Linux kernel exploit roots 64-bit machines

An exploit for the Linux kernel is being used in the wild to compromise an increasing number of machines, security organisations have warned

Attackers have used a freely available exploit to target a number of 64-bit Linux machines, according to a Linux patch management software firm.

The exploit is particularly pernicious, as it can leave a backdoor on systems that have workarounds deployed, according to rebootless Linux security update company Ksplice. The stack pointer underflow weakness has been given a common vulnerability code of CVE-2010-3081.

"In the last day, we've received many reports of people attacking production systems using an exploit for this vulnerability, so if you run Linux systems, we recommend that you strongly consider patching this," said Ksplice chief executive Jeff Arnold in a blog post on Saturday.

Exploit code was made available on the Full Disclosure mailing list on Wednesday. Arnold said that the flaw was introduced into the Linux kernel in 2008 and involves every 64-bit Linux distribution.
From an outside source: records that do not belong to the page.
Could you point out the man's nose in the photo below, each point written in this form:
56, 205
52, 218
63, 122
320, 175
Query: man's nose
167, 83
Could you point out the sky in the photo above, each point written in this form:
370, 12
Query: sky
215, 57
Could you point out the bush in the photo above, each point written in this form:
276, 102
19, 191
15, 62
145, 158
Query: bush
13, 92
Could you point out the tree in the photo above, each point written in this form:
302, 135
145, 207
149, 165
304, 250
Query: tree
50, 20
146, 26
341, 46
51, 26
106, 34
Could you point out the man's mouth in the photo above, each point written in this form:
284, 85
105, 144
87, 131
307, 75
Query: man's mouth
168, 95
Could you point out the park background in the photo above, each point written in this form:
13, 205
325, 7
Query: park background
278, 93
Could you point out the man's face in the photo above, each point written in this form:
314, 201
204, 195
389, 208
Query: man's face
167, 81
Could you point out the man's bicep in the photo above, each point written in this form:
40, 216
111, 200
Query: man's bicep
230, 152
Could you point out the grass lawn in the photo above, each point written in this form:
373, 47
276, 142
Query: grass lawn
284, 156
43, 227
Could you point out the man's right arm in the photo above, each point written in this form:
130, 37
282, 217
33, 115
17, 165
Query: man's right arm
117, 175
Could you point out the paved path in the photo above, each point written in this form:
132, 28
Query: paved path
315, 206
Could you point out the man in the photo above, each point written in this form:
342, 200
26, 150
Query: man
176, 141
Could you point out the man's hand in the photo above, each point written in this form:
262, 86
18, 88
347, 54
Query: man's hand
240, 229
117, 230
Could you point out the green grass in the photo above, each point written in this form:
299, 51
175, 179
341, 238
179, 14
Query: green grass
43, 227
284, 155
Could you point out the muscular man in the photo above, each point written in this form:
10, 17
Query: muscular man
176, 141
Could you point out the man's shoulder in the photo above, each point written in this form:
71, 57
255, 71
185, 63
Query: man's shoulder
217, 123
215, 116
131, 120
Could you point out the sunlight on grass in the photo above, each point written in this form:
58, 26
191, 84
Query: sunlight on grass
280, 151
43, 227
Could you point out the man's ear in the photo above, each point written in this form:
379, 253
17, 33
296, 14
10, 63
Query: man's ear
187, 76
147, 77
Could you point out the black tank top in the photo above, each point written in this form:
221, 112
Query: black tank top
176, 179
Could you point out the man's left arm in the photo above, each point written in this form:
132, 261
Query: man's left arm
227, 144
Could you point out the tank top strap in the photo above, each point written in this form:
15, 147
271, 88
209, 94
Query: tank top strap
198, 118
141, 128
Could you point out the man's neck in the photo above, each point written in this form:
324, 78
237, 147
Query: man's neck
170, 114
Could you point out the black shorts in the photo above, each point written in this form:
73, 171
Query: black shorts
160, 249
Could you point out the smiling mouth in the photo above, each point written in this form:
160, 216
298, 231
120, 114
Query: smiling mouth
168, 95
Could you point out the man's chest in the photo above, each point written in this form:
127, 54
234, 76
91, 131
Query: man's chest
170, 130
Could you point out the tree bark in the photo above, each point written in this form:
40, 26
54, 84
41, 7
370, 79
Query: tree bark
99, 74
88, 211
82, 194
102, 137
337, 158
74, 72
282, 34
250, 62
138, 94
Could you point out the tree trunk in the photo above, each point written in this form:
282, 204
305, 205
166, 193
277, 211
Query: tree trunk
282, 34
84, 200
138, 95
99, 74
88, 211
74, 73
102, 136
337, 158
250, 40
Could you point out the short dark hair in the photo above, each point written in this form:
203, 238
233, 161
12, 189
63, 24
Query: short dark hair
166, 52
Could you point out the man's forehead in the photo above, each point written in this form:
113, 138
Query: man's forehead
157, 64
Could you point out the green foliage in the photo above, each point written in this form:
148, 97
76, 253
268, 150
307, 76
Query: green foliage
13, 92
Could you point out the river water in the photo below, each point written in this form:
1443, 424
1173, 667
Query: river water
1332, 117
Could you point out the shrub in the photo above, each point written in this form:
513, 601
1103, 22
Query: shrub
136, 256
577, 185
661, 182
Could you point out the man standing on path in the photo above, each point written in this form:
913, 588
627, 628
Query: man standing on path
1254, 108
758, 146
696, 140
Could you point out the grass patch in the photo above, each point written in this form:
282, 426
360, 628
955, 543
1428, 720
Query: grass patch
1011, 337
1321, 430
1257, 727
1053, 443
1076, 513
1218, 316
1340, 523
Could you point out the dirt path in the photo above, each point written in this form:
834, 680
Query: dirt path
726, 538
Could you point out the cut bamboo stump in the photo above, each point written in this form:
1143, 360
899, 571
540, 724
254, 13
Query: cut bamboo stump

"Essentially every distribution is affected, including RHEL, CentOS, Debian, Ubuntu, Parallels Virtuozzo Containers, OpenVZ, CloudLinux, and SuSE, among others," said Arnold.

Red Hat said in an advisory that it had patched its Red Hat Enterprise Linux (RHEL) software on Sunday.

The flaw was reported by security researcher Ben Hawkes on 7 September, and patched by Linux kernel developers on 14 September.

Security organisation Sans Institute said on Sunday that it recommended Linux administrators patch the kernel, and use Ksplice software to check machines for the problem.